Devido à sua alta mobilidade, a quantidade total de nitrogênio adicionada com os fertilizantes nitrogenados deve ser aplicada de forma fracionada, a fim de que a planta possa encontrar no solo o nitrogênio que necessita, nos períodos críticos do seu ciclo vital.

6.2. Fosfatados

As fontes minerais de fósforo são todas originadas de rochas fosfáticas, conhecidas como “fosfatos naturais”, que são encontrados na forma de compostos de ferro, alumínio e de cálcio.

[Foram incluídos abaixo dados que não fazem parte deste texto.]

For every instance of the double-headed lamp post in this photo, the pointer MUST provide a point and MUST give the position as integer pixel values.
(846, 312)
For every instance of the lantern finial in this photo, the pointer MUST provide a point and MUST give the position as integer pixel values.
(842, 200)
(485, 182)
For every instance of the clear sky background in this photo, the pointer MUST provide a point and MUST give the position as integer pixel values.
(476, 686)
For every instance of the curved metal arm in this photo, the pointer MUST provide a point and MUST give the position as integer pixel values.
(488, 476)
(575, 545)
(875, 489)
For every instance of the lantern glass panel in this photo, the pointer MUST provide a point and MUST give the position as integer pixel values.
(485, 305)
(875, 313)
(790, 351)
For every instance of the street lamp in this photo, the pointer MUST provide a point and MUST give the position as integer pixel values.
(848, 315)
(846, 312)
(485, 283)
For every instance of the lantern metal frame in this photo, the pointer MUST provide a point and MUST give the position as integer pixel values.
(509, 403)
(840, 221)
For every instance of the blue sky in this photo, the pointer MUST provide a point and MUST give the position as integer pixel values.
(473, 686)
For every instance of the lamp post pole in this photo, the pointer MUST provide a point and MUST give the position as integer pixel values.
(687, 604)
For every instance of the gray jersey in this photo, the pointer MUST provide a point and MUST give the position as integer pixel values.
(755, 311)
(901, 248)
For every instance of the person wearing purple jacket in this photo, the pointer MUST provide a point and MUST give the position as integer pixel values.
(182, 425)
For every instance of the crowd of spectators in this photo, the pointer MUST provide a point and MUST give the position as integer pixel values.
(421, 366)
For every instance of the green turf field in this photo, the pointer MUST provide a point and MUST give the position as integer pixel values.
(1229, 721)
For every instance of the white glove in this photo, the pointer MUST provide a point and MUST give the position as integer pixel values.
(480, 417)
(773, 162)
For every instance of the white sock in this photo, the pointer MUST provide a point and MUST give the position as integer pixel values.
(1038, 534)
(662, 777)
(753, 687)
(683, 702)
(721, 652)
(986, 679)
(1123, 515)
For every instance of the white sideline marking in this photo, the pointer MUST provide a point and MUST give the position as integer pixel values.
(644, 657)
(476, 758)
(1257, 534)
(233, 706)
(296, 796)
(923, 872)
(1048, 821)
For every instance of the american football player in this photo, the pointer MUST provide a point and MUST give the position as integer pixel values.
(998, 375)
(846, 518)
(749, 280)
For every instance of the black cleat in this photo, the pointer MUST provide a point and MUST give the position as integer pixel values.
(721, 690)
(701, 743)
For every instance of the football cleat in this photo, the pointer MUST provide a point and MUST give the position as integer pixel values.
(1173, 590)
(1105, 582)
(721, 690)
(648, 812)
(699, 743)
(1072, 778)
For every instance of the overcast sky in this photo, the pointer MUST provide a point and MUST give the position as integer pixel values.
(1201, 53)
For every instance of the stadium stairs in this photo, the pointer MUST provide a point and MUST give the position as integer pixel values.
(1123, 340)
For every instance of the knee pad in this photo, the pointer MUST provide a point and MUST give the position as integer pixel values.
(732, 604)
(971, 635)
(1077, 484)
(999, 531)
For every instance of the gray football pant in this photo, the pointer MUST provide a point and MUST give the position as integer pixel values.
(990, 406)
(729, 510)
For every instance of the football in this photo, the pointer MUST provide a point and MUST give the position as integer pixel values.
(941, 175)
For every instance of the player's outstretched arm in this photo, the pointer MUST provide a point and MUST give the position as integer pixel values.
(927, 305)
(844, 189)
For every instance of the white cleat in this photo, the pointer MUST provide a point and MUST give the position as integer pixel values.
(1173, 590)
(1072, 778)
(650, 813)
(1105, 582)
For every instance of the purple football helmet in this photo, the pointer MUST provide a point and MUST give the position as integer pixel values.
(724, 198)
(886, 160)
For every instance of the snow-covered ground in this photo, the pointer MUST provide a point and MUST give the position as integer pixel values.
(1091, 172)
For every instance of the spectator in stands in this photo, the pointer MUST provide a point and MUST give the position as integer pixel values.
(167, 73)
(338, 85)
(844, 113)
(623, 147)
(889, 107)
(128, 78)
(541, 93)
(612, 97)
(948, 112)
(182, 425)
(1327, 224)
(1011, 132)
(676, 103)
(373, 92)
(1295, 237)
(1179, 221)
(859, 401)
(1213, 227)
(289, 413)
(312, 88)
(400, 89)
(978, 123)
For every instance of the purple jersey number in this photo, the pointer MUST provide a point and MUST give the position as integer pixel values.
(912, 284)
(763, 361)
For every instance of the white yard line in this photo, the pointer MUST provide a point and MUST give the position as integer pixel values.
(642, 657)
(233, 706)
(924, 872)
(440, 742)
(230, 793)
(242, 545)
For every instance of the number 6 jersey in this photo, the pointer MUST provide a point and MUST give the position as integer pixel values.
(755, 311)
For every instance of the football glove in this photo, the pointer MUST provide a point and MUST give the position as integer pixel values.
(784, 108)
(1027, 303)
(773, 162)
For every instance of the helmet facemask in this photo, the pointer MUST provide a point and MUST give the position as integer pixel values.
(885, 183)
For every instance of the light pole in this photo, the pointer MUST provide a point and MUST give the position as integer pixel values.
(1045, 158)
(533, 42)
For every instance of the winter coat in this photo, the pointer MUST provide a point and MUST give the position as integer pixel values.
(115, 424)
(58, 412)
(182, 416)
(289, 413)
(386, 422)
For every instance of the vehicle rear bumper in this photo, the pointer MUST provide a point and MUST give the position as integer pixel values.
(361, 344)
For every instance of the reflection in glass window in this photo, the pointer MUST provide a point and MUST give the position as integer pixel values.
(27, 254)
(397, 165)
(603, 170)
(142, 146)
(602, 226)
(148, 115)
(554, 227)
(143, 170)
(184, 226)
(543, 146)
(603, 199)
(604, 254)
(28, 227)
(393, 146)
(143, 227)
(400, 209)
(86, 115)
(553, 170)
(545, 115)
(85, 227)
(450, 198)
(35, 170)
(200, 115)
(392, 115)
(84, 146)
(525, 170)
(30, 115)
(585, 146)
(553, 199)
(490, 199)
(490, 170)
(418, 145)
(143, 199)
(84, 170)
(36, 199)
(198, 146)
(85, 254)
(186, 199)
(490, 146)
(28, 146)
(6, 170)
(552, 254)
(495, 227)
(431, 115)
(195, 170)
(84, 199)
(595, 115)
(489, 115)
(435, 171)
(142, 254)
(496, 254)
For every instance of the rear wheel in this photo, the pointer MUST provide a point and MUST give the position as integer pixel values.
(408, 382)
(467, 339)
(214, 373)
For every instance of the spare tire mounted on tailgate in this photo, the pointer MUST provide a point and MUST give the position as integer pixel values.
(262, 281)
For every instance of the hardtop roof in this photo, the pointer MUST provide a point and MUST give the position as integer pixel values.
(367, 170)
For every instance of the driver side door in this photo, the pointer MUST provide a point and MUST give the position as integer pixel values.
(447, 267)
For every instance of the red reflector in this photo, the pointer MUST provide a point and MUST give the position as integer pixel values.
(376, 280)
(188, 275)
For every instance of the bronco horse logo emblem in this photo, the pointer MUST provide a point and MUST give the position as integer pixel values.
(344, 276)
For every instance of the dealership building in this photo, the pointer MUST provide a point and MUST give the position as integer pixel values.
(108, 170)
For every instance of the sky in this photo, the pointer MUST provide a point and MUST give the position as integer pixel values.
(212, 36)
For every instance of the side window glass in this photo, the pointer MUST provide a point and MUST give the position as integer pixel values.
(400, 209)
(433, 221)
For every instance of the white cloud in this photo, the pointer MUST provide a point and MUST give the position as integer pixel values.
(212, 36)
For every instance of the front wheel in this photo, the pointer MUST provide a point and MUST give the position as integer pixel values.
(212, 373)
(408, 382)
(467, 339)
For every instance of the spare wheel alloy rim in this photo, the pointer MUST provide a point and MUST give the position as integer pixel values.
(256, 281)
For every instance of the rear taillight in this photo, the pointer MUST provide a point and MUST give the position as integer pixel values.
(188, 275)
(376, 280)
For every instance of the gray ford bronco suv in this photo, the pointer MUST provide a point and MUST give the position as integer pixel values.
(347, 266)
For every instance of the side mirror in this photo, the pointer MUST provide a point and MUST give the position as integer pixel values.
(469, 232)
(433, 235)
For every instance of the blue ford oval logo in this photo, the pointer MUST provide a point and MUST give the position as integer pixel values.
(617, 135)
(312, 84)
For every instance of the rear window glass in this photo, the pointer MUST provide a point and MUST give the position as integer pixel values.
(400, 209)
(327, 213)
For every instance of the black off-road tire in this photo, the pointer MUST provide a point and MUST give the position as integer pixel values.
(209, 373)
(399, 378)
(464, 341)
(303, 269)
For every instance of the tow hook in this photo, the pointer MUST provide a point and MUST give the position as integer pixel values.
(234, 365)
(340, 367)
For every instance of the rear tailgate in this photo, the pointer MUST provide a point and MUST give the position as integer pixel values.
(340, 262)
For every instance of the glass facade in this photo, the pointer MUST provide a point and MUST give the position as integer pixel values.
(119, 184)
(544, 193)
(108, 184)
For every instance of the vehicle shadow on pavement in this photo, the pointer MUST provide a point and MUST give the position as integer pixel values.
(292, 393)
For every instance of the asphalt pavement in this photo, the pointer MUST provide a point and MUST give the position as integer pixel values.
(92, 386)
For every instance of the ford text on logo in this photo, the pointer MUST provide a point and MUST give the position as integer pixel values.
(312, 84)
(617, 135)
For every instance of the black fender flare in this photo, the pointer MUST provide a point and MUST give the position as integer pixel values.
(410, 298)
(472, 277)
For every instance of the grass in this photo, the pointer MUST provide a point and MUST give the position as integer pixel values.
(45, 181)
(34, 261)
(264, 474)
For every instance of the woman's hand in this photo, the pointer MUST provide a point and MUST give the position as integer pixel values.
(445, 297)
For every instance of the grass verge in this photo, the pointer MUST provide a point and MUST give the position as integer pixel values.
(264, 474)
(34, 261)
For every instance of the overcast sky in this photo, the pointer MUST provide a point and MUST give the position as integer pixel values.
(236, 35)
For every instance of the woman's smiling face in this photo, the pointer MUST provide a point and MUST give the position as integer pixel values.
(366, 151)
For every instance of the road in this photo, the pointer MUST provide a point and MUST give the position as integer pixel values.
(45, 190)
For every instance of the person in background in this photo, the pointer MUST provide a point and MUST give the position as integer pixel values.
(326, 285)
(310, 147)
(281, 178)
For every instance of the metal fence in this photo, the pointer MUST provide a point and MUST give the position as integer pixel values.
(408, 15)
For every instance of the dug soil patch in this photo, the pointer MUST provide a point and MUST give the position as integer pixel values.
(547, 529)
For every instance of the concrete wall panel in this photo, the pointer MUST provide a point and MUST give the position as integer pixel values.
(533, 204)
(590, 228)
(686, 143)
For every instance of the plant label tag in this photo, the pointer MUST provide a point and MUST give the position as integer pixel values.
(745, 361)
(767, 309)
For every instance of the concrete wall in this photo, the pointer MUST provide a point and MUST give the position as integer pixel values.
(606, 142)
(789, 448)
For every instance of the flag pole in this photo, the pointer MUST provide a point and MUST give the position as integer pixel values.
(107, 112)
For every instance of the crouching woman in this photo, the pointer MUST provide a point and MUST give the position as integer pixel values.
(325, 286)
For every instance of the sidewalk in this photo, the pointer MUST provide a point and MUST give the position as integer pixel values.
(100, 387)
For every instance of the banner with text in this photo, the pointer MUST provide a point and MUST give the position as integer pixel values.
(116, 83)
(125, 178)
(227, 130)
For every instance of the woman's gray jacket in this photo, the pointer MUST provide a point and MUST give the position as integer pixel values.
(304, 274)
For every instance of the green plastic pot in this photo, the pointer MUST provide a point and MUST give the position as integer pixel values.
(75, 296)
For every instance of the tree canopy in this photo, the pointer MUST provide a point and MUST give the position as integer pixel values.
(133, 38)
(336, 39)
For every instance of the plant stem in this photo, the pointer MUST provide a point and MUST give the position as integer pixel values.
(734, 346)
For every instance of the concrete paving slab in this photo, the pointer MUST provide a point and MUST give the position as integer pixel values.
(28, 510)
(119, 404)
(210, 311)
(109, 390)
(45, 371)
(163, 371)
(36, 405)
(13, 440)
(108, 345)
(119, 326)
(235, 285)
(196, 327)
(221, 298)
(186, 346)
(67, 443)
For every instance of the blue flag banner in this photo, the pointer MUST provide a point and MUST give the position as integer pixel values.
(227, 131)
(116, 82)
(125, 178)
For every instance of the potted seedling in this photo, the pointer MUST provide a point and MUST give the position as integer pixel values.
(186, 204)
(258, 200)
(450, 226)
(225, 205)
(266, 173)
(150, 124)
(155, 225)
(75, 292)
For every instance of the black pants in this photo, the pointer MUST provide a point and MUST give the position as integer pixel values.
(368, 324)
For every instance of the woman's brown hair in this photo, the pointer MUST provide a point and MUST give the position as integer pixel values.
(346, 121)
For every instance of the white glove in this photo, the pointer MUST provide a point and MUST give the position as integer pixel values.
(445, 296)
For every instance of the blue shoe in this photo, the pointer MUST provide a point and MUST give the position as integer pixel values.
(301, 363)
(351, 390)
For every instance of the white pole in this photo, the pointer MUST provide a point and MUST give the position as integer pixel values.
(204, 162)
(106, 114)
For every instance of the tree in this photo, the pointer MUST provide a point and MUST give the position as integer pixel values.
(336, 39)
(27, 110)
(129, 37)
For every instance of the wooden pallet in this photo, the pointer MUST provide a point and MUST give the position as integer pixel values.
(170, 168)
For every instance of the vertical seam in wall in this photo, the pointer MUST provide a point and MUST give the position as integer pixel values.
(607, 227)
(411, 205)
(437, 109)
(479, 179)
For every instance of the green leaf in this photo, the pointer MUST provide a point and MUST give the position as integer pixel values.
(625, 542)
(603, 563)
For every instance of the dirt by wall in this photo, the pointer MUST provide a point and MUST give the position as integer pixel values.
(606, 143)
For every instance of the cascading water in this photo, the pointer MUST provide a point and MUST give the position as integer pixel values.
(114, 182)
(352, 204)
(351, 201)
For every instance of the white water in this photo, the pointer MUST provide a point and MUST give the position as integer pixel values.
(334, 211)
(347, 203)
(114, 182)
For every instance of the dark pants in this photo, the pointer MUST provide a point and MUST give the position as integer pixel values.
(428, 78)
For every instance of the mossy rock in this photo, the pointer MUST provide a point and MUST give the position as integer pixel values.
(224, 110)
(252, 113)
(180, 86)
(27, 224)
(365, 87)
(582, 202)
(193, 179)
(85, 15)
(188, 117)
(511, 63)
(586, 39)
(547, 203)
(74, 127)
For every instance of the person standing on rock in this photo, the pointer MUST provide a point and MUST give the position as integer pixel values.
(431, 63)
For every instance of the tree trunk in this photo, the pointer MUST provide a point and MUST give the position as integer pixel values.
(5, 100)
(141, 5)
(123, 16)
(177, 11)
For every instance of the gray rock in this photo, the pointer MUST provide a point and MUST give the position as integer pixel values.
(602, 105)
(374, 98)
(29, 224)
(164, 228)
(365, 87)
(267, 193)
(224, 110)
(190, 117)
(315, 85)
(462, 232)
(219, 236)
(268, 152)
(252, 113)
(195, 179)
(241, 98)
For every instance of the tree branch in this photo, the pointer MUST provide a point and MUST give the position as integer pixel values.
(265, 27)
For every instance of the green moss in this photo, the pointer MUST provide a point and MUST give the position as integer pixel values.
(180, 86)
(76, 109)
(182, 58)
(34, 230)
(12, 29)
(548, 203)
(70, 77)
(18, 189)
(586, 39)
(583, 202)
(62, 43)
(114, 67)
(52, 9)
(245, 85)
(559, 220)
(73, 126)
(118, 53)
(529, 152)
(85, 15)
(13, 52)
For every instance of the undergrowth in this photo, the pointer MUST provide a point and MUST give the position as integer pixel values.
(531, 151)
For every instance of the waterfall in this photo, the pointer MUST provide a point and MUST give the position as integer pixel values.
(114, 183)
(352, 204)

Os fosfatos de ferro e de alumínio têm sua solubilidade aumentada com a elevação do pH do solo. Os fosfatos de cálcio (apatitas e fosforitas), por sua vez, são mais solúveis em solos com pH ácido.

No comércio, são encontradas fontes naturais de fósforo e fontes industrializadas, obtidas a partir das naturais.

a) Fosfatos naturais

Os fosfatos naturais de maior ocorrência são as apatitas. Esses fosfatos possuem um teor considerável de fósforo total (24 a

27% de P2O5 total), contudo, de baixa solubilidade. A solubilidade desses materiais é aumentada em meio ácido.